Exhibitor AnnNickerson had to rush home to Burnt Fen, near Horning, and act as midwife to one of her alpacas which had gone into labour a month early.

Mrs Nickerson had been showing her alpacas at this weekend event in the grounds of Mannington Hall, north Norfolk.

But she had to hand over that role to her husband Jamie while she stayed at home to bottle-feed the newborn female at three-hourly intervals.

And chainsaw sculptor Sally May, who was demonstrating her technique and showing her wooden wildlife creations, was still raw after burglars broke into the yard at Great Witchingham where she stores her work in a unit.

They stole £700-worth of sculptures, including two tawny owls - one intended as a 40th birthday gift, and the other made especially as part of an auction at the fair in aid of the Norfolk Wildlife Trust.

“I was devastated.

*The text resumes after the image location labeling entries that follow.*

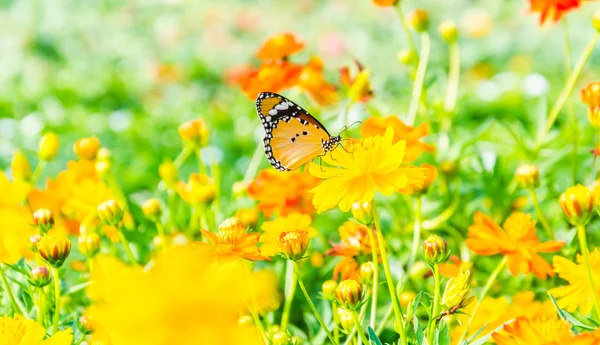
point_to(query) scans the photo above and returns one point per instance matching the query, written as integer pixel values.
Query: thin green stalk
(453, 78)
(375, 259)
(56, 316)
(585, 253)
(435, 310)
(310, 303)
(388, 277)
(9, 292)
(125, 243)
(290, 290)
(562, 99)
(483, 293)
(419, 79)
(359, 329)
(541, 216)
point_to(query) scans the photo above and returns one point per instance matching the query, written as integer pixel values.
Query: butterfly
(293, 137)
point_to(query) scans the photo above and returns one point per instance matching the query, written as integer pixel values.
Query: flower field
(308, 172)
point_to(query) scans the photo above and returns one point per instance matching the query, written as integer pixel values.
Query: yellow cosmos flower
(578, 294)
(21, 331)
(274, 229)
(362, 168)
(181, 299)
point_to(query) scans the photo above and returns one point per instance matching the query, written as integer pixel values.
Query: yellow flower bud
(362, 212)
(48, 146)
(448, 31)
(348, 294)
(293, 244)
(43, 219)
(89, 244)
(87, 148)
(194, 132)
(110, 212)
(21, 169)
(577, 203)
(40, 276)
(54, 250)
(435, 250)
(328, 289)
(528, 175)
(457, 294)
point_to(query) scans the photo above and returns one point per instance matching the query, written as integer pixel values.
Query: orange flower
(516, 239)
(232, 243)
(279, 47)
(553, 9)
(413, 135)
(283, 193)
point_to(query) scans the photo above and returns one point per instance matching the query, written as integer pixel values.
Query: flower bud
(528, 176)
(448, 31)
(87, 148)
(43, 219)
(419, 20)
(89, 244)
(168, 173)
(435, 250)
(54, 250)
(348, 294)
(293, 244)
(194, 132)
(363, 212)
(152, 209)
(21, 169)
(48, 146)
(367, 270)
(457, 294)
(40, 276)
(577, 203)
(328, 289)
(110, 212)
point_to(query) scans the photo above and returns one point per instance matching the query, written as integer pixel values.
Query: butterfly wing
(293, 137)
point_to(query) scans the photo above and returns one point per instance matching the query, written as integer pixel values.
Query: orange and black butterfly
(293, 137)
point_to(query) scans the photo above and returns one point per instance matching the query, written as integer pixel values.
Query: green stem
(388, 277)
(435, 310)
(585, 253)
(310, 303)
(538, 209)
(290, 289)
(483, 293)
(562, 99)
(359, 329)
(9, 292)
(125, 243)
(419, 79)
(375, 259)
(453, 78)
(56, 300)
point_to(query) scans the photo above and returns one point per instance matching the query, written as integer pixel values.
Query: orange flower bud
(40, 276)
(54, 250)
(293, 244)
(43, 219)
(48, 146)
(435, 250)
(328, 289)
(21, 169)
(110, 212)
(348, 294)
(87, 148)
(89, 244)
(194, 132)
(528, 175)
(577, 203)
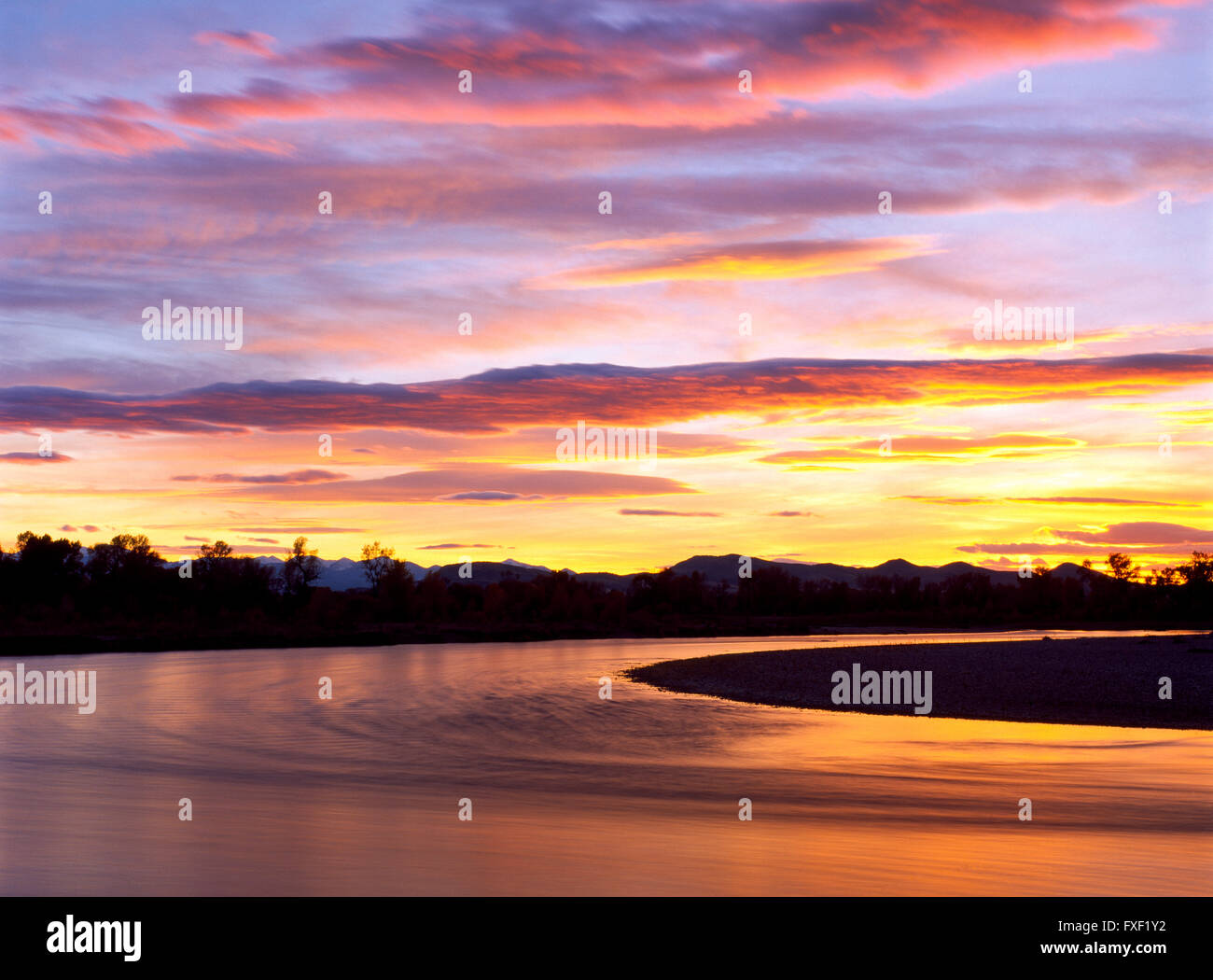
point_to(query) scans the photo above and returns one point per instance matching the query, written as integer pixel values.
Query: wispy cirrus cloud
(552, 394)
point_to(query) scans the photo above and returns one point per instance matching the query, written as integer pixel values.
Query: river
(570, 793)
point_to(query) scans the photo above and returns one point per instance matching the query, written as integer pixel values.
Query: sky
(811, 205)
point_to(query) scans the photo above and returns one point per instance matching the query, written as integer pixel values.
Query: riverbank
(102, 639)
(1110, 680)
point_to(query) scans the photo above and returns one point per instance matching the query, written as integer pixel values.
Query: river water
(569, 793)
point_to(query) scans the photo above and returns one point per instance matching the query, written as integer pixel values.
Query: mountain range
(342, 574)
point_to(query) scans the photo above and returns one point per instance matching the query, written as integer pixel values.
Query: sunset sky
(857, 421)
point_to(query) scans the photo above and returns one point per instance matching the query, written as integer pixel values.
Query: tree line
(49, 587)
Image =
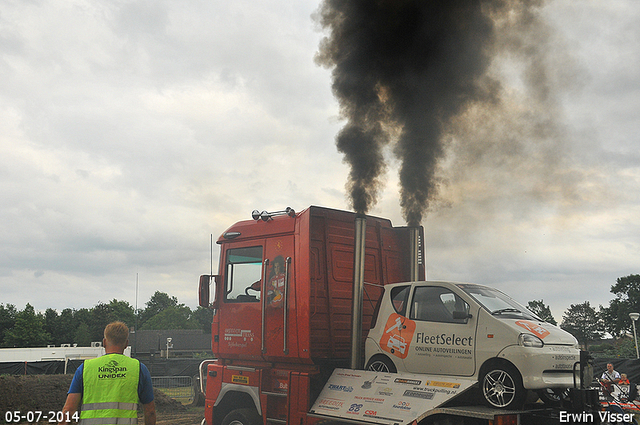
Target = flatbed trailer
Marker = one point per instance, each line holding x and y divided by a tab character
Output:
293	297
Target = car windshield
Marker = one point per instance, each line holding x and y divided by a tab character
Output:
497	303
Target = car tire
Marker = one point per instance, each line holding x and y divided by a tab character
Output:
501	386
381	363
242	417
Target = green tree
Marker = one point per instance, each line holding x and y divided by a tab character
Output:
175	317
583	322
542	311
157	303
28	330
7	320
102	314
204	317
627	300
66	327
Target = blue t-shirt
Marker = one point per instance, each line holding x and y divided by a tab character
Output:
145	388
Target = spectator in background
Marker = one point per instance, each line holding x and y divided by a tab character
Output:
624	380
610	375
107	389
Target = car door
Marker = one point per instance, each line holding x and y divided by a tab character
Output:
444	337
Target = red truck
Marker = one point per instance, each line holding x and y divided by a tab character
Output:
288	314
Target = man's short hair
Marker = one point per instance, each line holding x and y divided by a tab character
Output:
117	333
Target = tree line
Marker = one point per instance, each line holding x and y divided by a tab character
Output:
589	324
28	328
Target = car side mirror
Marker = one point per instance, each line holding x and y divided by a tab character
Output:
461	315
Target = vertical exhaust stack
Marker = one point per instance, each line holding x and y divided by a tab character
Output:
414	253
358	290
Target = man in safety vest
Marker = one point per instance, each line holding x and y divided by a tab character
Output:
107	390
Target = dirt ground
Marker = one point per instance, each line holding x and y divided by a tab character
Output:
45	393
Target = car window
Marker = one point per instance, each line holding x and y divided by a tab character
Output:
399	296
436	304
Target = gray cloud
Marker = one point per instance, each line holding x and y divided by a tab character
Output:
129	132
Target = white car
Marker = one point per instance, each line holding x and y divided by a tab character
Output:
463	329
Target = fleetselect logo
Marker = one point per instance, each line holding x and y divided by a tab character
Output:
533	328
397	336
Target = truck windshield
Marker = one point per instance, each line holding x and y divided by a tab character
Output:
497	303
244	271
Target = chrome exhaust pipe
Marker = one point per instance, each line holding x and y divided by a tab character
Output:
414	253
358	291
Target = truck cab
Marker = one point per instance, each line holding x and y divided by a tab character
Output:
470	330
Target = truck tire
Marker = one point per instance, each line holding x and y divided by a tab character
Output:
553	396
381	363
246	416
501	386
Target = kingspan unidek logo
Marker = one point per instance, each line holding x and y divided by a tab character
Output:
112	370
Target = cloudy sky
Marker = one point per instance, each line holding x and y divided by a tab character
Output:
130	131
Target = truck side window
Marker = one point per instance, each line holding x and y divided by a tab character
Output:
435	304
243	273
399	299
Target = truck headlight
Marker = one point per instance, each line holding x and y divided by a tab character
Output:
528	340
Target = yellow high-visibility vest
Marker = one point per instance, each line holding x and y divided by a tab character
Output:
110	390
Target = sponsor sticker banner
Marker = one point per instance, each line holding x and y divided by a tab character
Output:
385	398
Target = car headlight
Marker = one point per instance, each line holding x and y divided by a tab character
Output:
528	340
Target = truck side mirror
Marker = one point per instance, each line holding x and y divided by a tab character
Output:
204	291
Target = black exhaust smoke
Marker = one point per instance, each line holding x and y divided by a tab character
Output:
402	69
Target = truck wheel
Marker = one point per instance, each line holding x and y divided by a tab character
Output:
242	417
553	396
381	364
502	387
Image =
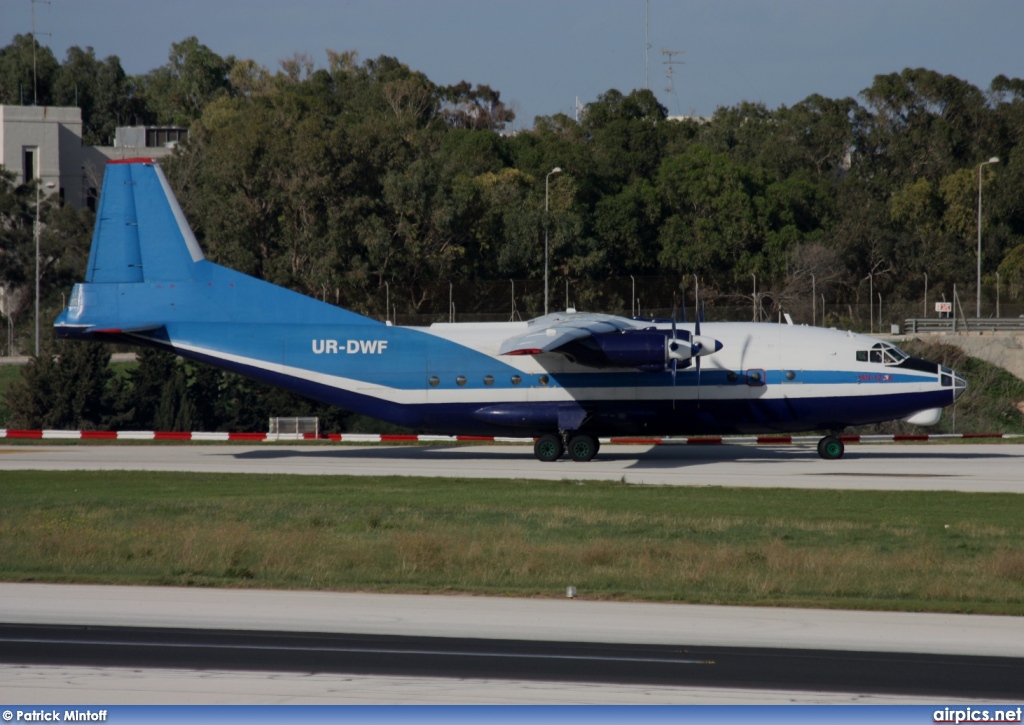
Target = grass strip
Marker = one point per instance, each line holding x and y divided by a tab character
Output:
928	551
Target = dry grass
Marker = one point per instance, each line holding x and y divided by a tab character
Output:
938	551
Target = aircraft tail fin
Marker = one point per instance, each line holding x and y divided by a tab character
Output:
140	233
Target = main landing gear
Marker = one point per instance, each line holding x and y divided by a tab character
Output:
581	446
830	448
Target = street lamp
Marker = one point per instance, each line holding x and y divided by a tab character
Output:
547	180
993	160
814	300
870	300
38	188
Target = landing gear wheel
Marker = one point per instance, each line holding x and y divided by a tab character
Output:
549	448
830	448
583	448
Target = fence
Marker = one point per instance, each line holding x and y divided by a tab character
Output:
297	428
951	325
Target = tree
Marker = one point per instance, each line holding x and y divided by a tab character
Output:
66	387
194	76
18	84
100	88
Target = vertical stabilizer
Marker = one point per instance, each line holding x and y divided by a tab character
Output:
141	233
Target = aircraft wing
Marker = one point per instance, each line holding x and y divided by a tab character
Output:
553	331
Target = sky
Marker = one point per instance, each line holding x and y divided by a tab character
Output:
542	55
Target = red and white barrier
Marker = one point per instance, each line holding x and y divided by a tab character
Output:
413	438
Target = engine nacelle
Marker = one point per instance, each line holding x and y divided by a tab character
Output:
640	349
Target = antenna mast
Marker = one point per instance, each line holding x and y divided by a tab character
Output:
35	79
671	88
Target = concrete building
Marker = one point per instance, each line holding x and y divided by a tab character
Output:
45	142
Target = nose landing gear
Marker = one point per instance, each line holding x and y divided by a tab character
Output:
830	448
582	448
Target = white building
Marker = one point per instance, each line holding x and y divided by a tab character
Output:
45	142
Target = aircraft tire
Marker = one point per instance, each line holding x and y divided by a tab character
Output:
583	448
830	448
548	448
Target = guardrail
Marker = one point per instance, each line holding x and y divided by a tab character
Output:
913	326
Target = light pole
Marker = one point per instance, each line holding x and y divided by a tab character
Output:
696	298
38	189
993	160
757	312
870	301
547	180
814	299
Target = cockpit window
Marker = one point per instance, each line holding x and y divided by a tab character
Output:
883	352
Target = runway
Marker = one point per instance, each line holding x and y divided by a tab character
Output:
979	468
58	634
883	637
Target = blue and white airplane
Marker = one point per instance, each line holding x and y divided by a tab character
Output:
564	379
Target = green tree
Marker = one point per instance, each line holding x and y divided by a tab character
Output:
194	76
67	387
107	96
18	85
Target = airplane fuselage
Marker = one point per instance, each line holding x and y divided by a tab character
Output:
568	374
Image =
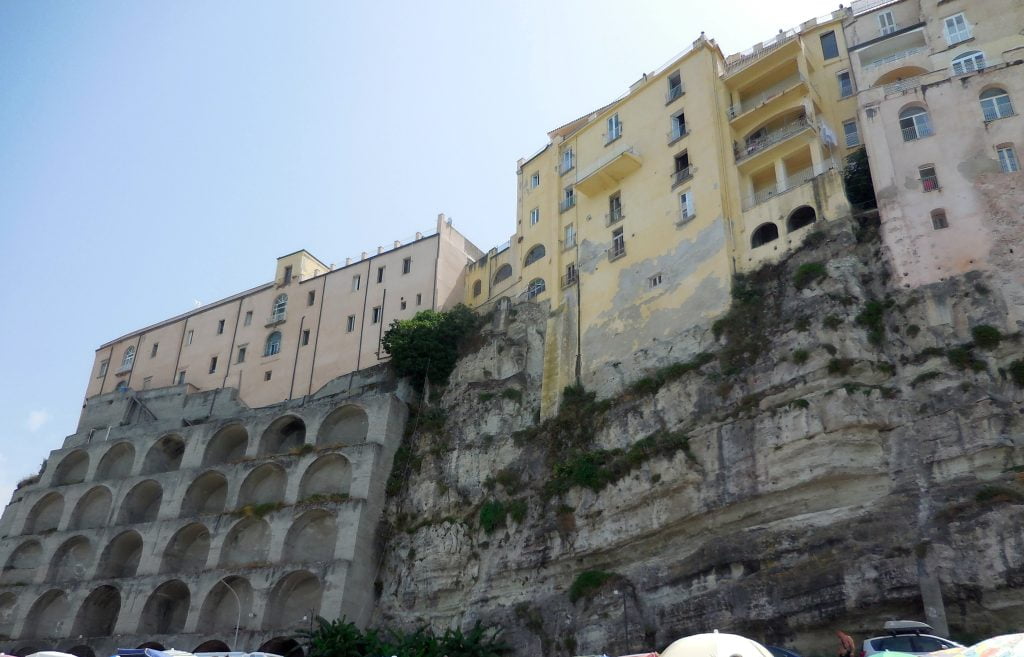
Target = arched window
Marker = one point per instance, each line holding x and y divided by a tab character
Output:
534	255
280	307
995	104
915	124
272	344
129	358
503	272
763	234
969	62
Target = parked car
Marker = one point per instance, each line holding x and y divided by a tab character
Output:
907	637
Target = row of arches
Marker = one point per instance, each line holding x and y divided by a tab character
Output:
311	537
331	474
229	602
345	426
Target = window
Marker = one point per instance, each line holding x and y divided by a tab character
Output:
995	104
272	347
614	208
845	84
829	47
969	62
956	29
503	272
1008	159
534	255
886	23
279	310
929	181
568	161
129	358
686	206
614	129
850	132
675	87
914	124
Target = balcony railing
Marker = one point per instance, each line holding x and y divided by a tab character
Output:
682	175
754	146
896	56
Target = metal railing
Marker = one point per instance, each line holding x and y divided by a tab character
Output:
755	146
682	175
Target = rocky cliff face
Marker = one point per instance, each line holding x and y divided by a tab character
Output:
849	452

It made it worse that they were for someone,” said Ms May, 33, who made time to sculpt a replacement owl for the auction.

Hundreds of wildlife lovers browsed dozens of stalls and attractions at the third fair, and a programme of short lectures on birds and mammals was also popular.

The North-East Norfolk Bird Club kept a weekend tally of birds spotted or heard at the event and, by midday today there were more than 60, including a cuckoo, hobby, reed warbler, tree creeper and little grebe.

Jill Wilson, who organised the event with her husband and fellow professional wildlife photographer, Rob, said they were in discussions with a wildlife charity and hoped to expand the fair next year and run it on the charity’s behalf.

Mrs Wilson said the annual Wild About Norfolk event, at Easton, Norwich, was aimed at children and there had been a gap in the market for an adults’ wildlife fair.

She and her husband had collected names and addresses for a competition one year at Rutland Bird Fair, which they regularly attended.

“Seventy per cent of the addresses were in Norfolk - but there was nothing here for them to go to,” she said.

“A lot of bird watchers retire to Norfolk - it’s packed full of people who are mad about wildlife.”